I have a machine that is directly connected to a scientific instrument that generates data with 2x25GE interfaces. I’d like to setup containers on the machine so the different people who use the instrument can have their own environment and I’m using macvlan to share the interfaces. I have one container setup but it doesn’t see any data. On the host I can see the data with tcpdump and the destination mac address and IP on the packets is correct. So I’m guessing that macvlan isn’t picking the packets up and routing them to the container? (Ubuntu 18.04 with lxd 3.20 from snap)
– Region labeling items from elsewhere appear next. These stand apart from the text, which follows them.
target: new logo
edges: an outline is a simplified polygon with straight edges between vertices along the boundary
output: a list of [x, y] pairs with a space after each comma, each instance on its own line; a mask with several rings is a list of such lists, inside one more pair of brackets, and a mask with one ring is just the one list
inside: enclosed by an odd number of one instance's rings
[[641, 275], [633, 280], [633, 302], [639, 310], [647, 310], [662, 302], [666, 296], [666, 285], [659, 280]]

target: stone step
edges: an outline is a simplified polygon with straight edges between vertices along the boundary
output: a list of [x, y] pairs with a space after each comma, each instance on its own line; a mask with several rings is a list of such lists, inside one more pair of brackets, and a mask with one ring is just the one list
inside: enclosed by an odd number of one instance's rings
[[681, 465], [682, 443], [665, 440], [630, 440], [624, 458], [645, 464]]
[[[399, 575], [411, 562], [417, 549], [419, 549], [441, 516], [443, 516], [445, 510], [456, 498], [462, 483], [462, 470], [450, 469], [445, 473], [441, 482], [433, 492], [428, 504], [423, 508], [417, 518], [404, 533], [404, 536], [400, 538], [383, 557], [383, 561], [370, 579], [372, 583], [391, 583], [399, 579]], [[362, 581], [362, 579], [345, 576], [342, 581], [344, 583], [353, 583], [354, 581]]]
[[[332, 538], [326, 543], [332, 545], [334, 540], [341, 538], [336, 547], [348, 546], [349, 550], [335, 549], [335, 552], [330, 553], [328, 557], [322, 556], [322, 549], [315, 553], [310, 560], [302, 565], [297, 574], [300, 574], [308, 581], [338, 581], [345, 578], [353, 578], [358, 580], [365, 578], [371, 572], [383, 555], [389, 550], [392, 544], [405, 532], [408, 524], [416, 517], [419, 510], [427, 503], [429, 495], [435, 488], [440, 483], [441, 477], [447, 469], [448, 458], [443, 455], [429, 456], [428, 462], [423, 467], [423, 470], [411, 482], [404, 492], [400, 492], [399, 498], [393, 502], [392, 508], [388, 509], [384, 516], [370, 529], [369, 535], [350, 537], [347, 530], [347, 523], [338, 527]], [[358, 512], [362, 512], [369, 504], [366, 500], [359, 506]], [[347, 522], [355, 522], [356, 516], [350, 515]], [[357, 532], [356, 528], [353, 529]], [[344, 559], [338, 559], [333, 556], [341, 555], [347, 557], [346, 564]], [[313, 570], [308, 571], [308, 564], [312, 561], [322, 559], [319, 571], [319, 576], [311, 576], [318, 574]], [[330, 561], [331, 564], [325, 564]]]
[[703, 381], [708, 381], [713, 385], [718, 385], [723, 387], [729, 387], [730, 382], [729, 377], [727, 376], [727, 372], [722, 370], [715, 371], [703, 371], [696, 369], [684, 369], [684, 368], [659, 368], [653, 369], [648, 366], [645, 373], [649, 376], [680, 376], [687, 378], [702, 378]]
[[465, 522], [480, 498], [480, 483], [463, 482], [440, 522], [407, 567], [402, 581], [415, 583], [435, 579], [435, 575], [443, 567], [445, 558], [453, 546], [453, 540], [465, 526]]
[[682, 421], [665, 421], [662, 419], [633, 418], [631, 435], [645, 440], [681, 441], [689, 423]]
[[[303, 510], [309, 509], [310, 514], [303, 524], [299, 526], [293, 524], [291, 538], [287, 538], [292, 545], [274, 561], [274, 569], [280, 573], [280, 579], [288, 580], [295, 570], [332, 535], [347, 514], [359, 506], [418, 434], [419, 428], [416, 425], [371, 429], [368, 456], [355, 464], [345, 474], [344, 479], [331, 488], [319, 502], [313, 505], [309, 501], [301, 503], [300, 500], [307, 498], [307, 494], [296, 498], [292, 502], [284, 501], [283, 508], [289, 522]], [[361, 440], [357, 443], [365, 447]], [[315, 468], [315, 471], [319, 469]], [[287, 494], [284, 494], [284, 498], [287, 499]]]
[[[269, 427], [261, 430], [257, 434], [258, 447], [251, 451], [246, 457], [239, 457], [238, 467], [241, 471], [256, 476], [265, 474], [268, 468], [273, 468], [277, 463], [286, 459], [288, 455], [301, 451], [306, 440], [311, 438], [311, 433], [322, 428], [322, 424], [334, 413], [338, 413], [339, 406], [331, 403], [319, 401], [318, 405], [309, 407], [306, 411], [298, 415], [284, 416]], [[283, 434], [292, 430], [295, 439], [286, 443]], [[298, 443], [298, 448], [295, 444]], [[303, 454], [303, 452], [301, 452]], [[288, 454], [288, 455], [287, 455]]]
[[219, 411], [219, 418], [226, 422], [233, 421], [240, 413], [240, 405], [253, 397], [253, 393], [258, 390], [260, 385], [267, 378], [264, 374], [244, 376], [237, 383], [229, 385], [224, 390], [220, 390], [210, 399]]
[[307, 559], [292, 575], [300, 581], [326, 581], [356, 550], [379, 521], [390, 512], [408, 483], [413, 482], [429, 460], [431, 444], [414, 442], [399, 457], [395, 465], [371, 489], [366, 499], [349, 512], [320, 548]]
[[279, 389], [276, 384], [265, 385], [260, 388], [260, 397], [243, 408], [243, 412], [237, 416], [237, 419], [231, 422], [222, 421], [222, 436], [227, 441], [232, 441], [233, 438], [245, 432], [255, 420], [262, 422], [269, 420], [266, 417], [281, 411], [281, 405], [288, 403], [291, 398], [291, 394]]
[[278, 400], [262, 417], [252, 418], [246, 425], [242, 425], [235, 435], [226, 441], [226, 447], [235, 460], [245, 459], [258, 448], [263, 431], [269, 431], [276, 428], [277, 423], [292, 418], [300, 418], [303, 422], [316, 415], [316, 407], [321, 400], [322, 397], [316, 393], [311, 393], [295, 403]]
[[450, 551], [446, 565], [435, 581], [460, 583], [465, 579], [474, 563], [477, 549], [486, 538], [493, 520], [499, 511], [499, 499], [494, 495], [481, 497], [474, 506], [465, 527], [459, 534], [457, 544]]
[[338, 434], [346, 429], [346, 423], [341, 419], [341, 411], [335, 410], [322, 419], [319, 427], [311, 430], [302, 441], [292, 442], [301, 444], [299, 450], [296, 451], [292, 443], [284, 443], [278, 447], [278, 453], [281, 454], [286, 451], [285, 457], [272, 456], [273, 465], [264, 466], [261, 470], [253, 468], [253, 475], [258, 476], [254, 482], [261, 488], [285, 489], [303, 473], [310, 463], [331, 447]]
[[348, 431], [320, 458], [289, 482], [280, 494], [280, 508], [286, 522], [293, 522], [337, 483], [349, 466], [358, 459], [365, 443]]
The issue that you are probably running into is from the unRAID macvlan driver that is in use. Br0 and host containers will never be able to talk to each other.
Please can you show your network config by pasting the output of:
lxc config show <instance name> --expanded
How are you configuring your networking inside the instance, does it use DHCP to get its IP? Is that working OK? Is there any other node on the network (apart from the host (which you cant reach with macvlan) or the equipment in question)? If so can you ping that?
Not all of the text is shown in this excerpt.